TORONTO (Reuters) - Canada’s anti-prostitution laws violate the country’s constitution because they prevent sex workers from taking steps to keep themselves safe, lawyers for prostitutes argued this week in an Ontario appeals court.
Accepting money in return for sex is not illegal in Canada, as it is in most of the United States. But most related activities, such as communicating for the purposes of prostitution, are illegal, and the government wants to keep it that way.
It is appealing a lower court decision that struck down key provisions of the federal laws in Ontario on the grounds that the provisions put sex workers in danger. The government argued that it is prostitution itself, not the laws, that endanger prostitutes.
“The court below erred in assuming that an individual is entitled to engage in prostitution,” the federal government, backed by the province of Ontario, argued in written submissions to the court.
The pith of the federal argument is that it is not Parliament’s responsibility to ensure the safety of people who break the law while doing so.
Justice Susan Himel’s lower court ruling in September declared that restrictions on operating a common bawdy house, communicating for the purposes of prostitution or living off its avails put prostitutes in harm’s way.
She said the laws made it illegal for them to hire a body guard or verbally “screen” for violent johns before stepping into a car.
“You can’t communicate,” said law professor Alan Young, who challenged the law on behalf of three current or former sex workers. “So you’re basically told by the law that when you’re going to do street prostitution the law requires you to jump in the car without talking.”
Himel had written that the laws are meant to reduce public nuisance, but the government countered that they should instead be assessed against a broader objective, to reduce individual and community harm by deterring prostitution in general.
Ranjan K. Agarwal, arguing on behalf of a coalition of Christian and conservative groups, went further, suggesting that Canadians discussing the case on Twitter and Facebook were focused on the basic immorality of prostitution.
“This court can come to the conclusion that prostitution is immoral,” he told the panel of five justices.
Canada’s prostitution laws have already survived one major constitutional challenge, in 1990. Then the Supreme Court found that the communication law was a reasonable restriction on free speech, and that the law’s indirect approach to prostitution was not too vague or inconsistent.
Young pointed to the disappearance and murder in the 1990s of prostitutes from Vancouver’s Downtown Eastside by, the world would later learn, serial killer Robert Pickton. In response to the disappearances, some local sex workers rented a house -- Grandma’s House -- where they hoped they and their peers could work in relative safety.
Before long, one of the founders, Jamie Lee Hamilton, was arrested under the bawdy house law.

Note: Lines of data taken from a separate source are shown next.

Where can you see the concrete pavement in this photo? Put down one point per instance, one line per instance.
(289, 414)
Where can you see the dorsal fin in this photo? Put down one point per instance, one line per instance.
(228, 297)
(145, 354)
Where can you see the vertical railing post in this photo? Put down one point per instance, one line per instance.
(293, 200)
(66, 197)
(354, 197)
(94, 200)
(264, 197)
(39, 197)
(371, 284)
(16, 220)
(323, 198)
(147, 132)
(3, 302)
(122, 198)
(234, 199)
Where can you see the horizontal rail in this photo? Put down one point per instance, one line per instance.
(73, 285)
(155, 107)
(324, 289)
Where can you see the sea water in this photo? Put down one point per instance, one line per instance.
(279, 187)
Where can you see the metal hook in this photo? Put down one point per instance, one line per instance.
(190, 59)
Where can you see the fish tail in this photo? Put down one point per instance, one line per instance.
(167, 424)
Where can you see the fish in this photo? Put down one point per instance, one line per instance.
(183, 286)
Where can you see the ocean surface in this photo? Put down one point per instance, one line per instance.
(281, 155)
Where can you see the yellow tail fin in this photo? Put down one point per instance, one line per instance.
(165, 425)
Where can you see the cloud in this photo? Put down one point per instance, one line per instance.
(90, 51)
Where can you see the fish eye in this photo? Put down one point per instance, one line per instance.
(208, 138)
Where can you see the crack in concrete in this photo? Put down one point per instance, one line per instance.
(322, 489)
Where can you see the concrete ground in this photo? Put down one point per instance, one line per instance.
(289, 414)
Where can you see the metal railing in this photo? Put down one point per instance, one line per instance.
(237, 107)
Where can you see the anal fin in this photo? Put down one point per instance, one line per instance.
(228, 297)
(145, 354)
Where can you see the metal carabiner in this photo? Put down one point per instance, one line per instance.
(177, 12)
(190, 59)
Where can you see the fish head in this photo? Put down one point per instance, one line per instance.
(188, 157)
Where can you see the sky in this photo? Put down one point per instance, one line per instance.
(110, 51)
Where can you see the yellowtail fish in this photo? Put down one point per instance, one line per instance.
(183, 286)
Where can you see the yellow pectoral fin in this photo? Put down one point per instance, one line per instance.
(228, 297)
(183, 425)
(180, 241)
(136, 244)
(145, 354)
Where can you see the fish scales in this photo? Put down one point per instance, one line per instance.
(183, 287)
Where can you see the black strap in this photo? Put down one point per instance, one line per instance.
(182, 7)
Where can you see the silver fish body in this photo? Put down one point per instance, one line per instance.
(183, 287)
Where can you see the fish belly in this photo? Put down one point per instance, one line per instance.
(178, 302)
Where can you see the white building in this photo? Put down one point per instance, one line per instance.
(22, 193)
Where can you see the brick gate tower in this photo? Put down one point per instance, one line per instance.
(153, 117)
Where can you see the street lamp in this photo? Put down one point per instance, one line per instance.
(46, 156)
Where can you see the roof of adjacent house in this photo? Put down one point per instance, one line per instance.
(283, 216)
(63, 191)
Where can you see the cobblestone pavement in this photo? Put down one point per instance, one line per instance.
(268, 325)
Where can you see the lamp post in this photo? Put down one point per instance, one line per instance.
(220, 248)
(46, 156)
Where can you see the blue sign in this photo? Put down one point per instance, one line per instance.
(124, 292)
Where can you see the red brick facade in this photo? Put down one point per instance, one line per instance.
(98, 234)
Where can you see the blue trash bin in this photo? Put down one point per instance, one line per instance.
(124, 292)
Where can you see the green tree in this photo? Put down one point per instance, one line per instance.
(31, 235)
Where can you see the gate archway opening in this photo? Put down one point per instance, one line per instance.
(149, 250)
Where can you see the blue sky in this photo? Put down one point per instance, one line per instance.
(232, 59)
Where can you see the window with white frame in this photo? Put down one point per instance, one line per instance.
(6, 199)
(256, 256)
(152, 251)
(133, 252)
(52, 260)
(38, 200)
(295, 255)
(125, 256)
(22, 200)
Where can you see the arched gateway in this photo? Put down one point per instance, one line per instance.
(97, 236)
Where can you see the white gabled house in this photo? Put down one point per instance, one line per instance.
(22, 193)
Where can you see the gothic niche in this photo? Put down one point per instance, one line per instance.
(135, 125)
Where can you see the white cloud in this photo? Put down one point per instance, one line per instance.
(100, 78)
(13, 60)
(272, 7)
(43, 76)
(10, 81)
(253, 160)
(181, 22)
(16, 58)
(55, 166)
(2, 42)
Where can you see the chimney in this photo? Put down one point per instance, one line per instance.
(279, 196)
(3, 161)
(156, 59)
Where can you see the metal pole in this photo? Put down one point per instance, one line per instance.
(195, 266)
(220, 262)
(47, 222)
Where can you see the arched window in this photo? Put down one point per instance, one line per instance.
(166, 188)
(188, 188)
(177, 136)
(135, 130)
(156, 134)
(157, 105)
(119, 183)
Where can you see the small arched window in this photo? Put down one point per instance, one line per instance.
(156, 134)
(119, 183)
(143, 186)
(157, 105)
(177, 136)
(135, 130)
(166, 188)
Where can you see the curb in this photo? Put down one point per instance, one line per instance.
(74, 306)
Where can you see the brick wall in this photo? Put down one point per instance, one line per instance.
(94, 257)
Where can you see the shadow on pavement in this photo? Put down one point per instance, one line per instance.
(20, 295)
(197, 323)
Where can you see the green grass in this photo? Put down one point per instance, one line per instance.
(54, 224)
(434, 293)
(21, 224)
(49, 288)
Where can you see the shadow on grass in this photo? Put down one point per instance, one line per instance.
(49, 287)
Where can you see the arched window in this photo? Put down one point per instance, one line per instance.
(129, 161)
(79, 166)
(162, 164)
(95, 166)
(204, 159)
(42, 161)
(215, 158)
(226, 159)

“That’s not women banding together to create some sort of commercialized brothel,” Young said in an interview after the hearing. “That was a bona fide effort to preserve safety and security, and yet the law would not permit it.”
Janine Benedet, representing a coalition of women’s groups that oppose decriminalization, argued in court that Pickton’s case actually proves “screening” does not work, because Pickton was a well-known john before he was arrested.
She reminded the court that women are most likely to be victimized by the men they know best, including “the men they screen all the way to the altar”. Decriminalizing prostitution would put most sex-trade workers in greater danger by reducing the legal risk faced by men who exploit them, she said.
The court’s decision is not expected until the fall at the earliest, and would be expected to be appealed to the Supreme Court of Canada. The case is Bedford, Terri et al v. The Attorney General of Canada, Nos. C52799 and C52814.